You turn over inadvertently to a more comfortable position and you feel his eyes on you, watching. But you say nothing, move no more, even your breaths and pretend consciousness is just a dream right now.

And then, moments later, as sleep still struggles in the tug-of-war with your ceaseless musings, you hear his whisper fill the room.

"I wouldn't let you die, Sammy. I'd fight for you. Always, I'll fight for you."

There's a glimmer of light in his voice and you embrace it. You smile into the darkness. It can't have him, it won't keep him. You'll make sure of it because you're a fighter, too.

And as such, you believe that when the time comes to leave this world, it'll be when you'll go out fighting…for each other.
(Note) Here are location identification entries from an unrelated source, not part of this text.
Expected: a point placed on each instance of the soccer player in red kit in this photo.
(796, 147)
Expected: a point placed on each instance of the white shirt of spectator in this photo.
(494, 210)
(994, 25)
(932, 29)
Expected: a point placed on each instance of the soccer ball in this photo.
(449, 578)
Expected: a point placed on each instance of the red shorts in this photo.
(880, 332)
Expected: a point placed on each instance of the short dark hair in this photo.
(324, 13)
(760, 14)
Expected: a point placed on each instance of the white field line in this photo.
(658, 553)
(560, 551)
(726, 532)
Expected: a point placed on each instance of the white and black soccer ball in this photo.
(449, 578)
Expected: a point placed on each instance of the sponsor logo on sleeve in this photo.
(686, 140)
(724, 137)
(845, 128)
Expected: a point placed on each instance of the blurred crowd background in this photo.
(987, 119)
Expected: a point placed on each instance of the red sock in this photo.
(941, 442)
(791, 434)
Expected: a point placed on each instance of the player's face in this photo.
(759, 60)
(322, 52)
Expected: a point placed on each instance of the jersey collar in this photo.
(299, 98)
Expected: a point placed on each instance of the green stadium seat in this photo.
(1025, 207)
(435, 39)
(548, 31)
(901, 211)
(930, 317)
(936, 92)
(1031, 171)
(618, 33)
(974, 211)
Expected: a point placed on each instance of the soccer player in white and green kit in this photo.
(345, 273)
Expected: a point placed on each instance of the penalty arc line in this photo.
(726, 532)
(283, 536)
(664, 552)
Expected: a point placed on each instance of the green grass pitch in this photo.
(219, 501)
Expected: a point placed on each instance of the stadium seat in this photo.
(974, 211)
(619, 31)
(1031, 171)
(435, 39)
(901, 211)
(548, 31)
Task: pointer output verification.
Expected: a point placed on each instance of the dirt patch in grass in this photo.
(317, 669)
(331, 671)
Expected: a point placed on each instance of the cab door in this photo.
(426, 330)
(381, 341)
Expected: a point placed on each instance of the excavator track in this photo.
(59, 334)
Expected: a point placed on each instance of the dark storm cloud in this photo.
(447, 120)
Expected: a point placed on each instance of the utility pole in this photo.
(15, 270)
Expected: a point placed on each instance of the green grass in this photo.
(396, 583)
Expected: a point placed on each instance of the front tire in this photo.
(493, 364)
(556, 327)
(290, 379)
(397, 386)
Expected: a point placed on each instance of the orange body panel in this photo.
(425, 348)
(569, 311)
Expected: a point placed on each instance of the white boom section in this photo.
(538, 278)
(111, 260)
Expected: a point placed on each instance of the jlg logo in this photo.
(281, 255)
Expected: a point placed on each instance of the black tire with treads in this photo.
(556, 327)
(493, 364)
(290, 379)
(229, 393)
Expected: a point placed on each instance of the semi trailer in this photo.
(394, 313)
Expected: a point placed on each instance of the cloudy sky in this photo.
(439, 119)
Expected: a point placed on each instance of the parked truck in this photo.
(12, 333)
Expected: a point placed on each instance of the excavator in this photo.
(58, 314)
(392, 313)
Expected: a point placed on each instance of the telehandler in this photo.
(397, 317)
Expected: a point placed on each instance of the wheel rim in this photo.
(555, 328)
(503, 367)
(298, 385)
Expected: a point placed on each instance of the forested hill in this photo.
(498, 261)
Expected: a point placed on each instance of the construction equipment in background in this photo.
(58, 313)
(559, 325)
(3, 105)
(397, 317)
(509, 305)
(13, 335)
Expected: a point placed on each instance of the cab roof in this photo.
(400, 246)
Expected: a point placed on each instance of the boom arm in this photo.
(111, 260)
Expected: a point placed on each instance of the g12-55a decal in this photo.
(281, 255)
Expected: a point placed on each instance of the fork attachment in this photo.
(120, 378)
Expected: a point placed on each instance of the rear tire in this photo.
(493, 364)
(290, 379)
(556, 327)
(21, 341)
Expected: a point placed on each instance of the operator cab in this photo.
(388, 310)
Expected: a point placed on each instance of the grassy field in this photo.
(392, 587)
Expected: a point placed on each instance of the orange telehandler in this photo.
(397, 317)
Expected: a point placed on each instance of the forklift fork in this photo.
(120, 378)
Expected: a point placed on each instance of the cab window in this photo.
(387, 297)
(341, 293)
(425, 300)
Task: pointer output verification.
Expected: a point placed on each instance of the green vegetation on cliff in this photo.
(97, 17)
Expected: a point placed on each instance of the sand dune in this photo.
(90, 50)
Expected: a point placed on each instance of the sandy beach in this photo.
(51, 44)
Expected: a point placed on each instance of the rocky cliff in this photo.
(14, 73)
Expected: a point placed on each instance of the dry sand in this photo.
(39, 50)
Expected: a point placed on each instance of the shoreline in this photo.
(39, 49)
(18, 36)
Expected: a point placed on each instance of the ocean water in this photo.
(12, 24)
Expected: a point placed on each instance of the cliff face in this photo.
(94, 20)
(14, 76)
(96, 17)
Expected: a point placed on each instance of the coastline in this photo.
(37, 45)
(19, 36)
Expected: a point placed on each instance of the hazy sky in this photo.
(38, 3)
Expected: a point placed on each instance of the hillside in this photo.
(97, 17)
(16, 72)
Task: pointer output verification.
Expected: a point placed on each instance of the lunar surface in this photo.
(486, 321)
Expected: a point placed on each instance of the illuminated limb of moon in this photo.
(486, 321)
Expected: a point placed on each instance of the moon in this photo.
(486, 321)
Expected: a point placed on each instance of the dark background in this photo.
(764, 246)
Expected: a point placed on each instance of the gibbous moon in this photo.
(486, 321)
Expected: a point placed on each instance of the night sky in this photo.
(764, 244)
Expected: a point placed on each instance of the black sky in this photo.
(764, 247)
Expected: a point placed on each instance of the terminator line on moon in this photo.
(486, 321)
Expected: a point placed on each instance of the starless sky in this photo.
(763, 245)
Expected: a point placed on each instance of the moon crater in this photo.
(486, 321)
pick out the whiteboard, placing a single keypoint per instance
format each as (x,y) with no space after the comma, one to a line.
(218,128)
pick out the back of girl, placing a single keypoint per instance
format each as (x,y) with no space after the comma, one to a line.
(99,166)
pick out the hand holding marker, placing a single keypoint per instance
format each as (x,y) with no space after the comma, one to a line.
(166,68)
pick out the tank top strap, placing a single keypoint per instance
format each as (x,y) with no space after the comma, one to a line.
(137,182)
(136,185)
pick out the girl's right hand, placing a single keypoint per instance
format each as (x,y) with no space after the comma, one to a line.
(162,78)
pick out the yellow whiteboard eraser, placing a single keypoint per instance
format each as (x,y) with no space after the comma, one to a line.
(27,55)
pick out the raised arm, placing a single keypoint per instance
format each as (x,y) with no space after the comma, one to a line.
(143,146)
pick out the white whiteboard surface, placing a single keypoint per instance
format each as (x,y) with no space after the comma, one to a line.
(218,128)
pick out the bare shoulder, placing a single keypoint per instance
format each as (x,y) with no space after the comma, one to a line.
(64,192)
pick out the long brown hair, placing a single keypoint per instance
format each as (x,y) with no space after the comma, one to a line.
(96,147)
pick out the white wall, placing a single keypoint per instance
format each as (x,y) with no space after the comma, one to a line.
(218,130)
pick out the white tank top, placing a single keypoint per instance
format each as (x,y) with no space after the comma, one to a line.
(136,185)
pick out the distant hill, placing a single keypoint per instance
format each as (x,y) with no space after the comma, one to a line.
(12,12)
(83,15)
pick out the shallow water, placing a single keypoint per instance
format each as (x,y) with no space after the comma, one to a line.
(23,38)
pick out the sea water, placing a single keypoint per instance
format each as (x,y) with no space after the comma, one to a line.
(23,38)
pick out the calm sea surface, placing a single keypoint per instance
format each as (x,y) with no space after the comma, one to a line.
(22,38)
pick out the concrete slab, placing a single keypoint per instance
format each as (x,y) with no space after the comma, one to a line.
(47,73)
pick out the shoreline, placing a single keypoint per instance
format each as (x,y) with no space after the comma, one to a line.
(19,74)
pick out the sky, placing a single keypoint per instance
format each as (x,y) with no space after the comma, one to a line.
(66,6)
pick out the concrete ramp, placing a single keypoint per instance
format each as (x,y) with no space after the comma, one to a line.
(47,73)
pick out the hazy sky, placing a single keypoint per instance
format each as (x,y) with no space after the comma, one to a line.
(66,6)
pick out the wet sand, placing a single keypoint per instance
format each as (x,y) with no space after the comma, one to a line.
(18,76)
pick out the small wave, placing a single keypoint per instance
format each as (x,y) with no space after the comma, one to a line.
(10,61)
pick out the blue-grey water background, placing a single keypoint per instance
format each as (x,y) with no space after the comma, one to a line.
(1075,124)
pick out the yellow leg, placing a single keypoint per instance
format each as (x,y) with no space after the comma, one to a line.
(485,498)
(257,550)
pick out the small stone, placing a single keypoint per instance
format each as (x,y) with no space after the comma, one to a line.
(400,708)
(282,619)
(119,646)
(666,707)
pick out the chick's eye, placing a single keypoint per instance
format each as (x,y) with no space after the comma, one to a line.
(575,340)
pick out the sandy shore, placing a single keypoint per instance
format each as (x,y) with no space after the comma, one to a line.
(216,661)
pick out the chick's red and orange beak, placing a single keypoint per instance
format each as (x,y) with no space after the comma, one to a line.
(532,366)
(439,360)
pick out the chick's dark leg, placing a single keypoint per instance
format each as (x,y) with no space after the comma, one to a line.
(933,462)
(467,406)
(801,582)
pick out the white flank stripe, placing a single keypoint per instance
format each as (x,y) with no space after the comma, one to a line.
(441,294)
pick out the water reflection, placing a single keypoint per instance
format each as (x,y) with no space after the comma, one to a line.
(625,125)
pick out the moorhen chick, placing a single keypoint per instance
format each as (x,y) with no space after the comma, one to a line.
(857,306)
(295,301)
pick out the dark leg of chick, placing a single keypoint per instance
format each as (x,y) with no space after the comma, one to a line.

-:-S-U-P-E-R-N-A-T-U-R-A-L-:-

There it is. It's been a while since a story kind of took me over. I hope it was worth the while to read. And for those who may be reading Grayscale, I'm working on the next part this weekend.

Thanks for all your interest and reading this.

May the next few weeks (heaven forbid months) we are absent of our Supernatural-new-episode fix be easy on you. We shall band together, cry, eat cookies, cry, read fanfiction, cry, watch reruns, and…cry. But together, we'll be strong…and cry.